Date histogram in Kibana is very slow

Hello,

(re-posting to ES forum per suggestion at Discovery: very slow data visualisation)

I am storing my application's log files in ES (5.2.0). About 15k-30k rps depending on the time of the day, about 1 bil log lines per day.

My ES cluster consists of 7 32-core machines, each with 6x 4TB SATA HDD RAID6.

I store logs in daily indexes, 7 replicas for each index with 1 replica shard.

I perform tests with all filebeats stopped (so cluster is idle and serving only my requests from Kibana).
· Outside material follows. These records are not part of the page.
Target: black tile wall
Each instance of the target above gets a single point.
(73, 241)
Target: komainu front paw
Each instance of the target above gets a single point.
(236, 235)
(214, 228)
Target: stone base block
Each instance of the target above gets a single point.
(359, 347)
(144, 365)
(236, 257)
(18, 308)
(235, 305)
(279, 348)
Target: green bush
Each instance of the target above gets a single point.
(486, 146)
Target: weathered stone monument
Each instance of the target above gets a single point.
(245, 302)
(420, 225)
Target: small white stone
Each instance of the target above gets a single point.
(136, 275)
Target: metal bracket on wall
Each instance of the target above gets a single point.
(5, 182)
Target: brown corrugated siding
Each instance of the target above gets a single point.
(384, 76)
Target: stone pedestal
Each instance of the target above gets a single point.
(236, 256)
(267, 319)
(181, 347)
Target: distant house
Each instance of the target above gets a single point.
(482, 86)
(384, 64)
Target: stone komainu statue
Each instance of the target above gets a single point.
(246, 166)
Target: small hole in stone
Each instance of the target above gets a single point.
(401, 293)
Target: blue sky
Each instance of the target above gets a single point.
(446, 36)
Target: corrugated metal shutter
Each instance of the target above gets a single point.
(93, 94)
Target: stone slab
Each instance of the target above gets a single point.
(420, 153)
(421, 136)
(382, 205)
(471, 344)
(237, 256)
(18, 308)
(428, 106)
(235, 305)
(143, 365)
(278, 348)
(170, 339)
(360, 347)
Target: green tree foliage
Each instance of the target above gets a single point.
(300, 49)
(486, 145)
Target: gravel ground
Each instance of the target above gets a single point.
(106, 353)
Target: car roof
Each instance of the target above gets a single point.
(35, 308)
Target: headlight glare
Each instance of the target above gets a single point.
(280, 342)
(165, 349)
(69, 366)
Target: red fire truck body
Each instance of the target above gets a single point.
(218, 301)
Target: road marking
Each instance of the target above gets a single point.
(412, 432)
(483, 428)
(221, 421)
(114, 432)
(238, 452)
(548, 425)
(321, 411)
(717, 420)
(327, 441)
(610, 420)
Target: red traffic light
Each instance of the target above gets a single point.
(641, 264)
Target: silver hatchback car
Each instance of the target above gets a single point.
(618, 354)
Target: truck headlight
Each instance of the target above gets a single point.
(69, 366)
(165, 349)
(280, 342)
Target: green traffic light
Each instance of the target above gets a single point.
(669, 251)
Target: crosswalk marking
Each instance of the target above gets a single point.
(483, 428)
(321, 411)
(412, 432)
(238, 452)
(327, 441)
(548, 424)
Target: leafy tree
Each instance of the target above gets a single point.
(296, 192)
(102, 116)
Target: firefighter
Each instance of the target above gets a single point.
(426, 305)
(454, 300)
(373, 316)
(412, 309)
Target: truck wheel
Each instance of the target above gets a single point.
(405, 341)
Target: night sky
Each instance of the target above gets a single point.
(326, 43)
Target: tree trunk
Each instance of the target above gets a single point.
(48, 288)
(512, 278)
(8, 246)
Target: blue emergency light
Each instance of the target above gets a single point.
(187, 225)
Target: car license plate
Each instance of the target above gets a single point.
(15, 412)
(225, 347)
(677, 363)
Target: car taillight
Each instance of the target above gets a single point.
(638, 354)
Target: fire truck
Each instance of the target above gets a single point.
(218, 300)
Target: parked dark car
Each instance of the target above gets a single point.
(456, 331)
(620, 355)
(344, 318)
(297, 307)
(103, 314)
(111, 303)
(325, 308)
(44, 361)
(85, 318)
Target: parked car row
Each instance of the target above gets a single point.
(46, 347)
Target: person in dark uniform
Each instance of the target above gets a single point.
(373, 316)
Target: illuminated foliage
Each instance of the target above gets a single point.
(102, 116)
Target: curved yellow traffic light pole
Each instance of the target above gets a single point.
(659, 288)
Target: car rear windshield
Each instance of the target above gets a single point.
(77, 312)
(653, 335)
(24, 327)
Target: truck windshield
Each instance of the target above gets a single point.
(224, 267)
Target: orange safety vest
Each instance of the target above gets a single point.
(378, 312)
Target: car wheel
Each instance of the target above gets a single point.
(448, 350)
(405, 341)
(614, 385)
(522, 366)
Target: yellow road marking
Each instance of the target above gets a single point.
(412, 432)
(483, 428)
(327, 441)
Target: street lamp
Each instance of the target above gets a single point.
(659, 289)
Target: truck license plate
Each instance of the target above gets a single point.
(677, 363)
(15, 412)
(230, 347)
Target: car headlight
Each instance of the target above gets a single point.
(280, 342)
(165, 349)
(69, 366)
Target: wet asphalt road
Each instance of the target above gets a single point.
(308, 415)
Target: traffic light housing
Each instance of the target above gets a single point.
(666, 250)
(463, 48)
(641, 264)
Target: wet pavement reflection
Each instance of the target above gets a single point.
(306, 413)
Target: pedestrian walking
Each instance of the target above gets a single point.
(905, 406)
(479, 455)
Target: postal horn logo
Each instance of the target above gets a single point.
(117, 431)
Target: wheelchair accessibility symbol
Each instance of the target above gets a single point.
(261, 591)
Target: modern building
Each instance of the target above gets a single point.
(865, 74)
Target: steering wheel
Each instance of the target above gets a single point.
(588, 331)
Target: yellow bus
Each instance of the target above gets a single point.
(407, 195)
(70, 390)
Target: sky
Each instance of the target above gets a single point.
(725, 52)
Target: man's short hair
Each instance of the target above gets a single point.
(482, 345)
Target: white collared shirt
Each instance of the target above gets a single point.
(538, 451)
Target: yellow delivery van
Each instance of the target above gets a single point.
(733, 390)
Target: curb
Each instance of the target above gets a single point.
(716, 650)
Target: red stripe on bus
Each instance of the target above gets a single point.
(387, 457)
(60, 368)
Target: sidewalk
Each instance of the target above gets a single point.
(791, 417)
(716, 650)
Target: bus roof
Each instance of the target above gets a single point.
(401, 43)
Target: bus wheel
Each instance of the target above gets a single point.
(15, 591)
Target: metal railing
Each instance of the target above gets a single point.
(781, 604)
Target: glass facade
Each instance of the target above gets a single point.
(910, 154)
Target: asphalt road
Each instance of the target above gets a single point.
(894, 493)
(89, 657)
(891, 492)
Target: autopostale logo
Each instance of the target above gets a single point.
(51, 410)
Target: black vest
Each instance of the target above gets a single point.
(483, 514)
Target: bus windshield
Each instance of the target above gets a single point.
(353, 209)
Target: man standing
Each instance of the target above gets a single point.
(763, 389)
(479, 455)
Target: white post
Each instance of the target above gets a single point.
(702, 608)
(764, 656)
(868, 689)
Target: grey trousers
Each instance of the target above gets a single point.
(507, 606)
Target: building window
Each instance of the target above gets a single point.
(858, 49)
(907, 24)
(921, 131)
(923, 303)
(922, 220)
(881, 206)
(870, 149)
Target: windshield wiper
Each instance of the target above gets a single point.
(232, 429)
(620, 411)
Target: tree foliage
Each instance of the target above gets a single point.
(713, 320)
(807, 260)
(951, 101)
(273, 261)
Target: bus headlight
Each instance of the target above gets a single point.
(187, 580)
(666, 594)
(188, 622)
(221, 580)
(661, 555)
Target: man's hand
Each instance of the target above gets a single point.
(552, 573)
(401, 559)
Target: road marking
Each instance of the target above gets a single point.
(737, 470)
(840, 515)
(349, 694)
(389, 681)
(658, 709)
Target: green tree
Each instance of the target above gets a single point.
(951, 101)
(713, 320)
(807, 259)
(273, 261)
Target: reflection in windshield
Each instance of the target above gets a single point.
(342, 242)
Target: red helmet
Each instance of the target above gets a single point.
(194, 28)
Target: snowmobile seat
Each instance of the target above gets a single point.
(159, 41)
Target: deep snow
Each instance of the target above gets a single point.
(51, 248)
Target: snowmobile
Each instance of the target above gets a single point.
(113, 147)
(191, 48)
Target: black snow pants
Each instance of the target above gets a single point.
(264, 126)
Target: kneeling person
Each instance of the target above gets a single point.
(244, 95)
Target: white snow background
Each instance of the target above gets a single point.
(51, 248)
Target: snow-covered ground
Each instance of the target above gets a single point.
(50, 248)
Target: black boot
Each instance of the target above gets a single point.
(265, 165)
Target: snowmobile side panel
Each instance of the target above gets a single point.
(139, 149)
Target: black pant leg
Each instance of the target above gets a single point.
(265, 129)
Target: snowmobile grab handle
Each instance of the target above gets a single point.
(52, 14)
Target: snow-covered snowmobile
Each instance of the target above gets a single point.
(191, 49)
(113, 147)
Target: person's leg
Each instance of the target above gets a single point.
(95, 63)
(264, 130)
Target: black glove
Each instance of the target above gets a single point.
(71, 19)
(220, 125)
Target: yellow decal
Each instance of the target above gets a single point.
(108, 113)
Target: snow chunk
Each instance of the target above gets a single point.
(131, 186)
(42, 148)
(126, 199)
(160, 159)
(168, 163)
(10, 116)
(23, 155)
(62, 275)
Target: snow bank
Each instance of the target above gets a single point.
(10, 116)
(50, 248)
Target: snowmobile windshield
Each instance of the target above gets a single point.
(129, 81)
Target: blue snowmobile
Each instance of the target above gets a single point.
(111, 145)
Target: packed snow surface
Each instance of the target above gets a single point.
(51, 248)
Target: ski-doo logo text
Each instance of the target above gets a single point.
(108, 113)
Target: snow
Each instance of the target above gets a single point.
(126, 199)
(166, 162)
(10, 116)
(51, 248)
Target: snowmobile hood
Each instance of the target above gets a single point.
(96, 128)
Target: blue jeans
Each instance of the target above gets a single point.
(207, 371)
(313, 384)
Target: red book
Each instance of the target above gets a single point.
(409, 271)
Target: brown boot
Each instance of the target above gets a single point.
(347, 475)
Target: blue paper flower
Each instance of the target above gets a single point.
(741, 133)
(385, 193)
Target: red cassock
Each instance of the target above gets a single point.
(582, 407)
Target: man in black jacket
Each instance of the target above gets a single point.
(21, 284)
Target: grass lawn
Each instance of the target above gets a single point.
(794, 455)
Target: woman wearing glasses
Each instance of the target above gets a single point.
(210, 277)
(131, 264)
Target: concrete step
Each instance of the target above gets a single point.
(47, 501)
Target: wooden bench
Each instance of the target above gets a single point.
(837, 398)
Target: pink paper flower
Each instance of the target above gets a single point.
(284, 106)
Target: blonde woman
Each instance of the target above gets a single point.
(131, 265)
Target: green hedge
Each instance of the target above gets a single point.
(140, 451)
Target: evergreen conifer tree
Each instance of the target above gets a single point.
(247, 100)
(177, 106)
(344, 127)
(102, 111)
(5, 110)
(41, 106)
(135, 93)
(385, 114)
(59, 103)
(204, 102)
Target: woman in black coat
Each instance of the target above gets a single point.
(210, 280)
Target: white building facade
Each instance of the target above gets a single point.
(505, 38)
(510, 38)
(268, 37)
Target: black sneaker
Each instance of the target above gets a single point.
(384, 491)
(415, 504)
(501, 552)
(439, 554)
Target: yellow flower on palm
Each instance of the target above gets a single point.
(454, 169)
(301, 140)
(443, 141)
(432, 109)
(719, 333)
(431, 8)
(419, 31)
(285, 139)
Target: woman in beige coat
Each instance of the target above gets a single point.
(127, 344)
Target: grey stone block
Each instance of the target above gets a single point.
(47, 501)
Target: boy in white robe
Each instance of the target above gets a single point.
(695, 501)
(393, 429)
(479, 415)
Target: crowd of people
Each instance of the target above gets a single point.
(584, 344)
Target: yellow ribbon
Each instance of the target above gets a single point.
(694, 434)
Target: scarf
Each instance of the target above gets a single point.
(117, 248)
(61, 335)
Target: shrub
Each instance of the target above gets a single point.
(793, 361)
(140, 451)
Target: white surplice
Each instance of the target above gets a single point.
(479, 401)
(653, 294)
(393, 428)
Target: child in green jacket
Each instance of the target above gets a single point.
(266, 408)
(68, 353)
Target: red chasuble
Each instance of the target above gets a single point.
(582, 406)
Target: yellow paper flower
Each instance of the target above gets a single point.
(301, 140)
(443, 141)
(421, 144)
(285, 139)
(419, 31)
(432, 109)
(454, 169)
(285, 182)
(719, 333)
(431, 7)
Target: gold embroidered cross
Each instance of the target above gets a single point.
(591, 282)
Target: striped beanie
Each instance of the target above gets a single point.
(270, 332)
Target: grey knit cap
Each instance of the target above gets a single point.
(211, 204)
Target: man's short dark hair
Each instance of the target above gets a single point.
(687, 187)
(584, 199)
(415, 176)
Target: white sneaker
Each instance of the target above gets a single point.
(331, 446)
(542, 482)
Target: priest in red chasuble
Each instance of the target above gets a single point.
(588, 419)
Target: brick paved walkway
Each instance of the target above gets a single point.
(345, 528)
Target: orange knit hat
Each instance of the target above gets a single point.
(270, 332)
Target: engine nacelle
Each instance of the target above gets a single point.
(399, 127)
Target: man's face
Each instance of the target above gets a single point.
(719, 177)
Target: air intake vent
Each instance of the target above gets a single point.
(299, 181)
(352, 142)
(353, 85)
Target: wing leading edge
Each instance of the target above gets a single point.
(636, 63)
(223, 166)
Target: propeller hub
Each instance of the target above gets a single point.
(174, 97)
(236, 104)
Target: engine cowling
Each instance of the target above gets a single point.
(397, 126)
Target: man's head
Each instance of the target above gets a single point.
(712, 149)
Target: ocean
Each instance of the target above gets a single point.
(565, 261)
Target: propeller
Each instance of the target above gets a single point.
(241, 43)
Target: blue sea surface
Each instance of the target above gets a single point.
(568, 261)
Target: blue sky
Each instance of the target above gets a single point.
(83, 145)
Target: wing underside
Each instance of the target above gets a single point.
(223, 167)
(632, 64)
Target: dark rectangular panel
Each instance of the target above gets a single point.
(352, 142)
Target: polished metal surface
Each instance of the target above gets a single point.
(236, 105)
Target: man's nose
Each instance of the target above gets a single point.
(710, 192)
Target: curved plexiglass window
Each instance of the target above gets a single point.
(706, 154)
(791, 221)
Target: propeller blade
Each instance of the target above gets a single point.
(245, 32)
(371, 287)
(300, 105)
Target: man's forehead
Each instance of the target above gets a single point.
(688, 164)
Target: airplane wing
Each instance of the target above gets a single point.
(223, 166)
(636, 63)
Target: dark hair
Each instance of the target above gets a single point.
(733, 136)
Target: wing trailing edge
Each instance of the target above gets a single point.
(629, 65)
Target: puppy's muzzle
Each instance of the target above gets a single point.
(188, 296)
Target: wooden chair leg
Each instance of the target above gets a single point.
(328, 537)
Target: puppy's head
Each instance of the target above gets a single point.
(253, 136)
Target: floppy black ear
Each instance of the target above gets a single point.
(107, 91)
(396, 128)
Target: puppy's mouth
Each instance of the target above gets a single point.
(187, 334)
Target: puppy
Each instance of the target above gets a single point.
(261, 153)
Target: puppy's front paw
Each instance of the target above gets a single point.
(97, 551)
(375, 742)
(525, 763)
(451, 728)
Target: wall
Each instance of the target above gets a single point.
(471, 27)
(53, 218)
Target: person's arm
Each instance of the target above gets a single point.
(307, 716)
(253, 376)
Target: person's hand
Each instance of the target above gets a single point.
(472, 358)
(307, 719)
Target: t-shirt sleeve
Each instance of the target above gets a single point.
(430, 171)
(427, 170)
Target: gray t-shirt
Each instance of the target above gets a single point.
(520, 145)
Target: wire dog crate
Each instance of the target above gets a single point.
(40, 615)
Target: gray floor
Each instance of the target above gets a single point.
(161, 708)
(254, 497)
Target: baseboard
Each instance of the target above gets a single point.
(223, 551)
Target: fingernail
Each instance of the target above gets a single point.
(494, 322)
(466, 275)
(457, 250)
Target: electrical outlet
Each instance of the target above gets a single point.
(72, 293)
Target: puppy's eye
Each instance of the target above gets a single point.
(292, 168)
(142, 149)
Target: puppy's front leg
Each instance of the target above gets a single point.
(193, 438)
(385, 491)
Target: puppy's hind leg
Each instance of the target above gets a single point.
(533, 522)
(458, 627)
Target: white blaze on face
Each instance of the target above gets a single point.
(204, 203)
When I go to Discovery tab at Kibana and choose "Last 24 hours" time interval, it takes about 20-25 seconds to draw a histogram.
When I choose "Last 7 days" time interval, it takes about 20-25 seconds to draw a histogram for each day, so it takes few minutes to draw a histogram for the whole week, and often I get "Discover: Request Timeout after 30000ms" error message.

Kibana statistics shows that all this time is spent in ES Request.

On servers I see no resource shortage: ES's java process consumes about 100-200% of CPU (these are 32-core machines), disks utilisation is about 20% according to iostat. Network is almost idle. So I see no resource shortage which can slow things down.

Is it an expected performance for such a cluster setup and amount of data stored?
I feel it too slow and I want to know if I am missing some obvious tuning which can speedup such requests?

Thanks in advance.

Have you gone through a shard-0sizing exercise as described in this video in order to determine the ideal shard size for your use case? Each query/aggregation executes single-threaded against each shard. Several shards can be processed in parallel and multiple queries/aggregations against a single shard can also be processed in parallel. Depending on what your dashboards look like and how much of the data they aggregate over, the shard size will have an impact on the minimum query latency.

Please do not repost the same issue in multiple threads. Try to keep it in one thread. I will close this thread.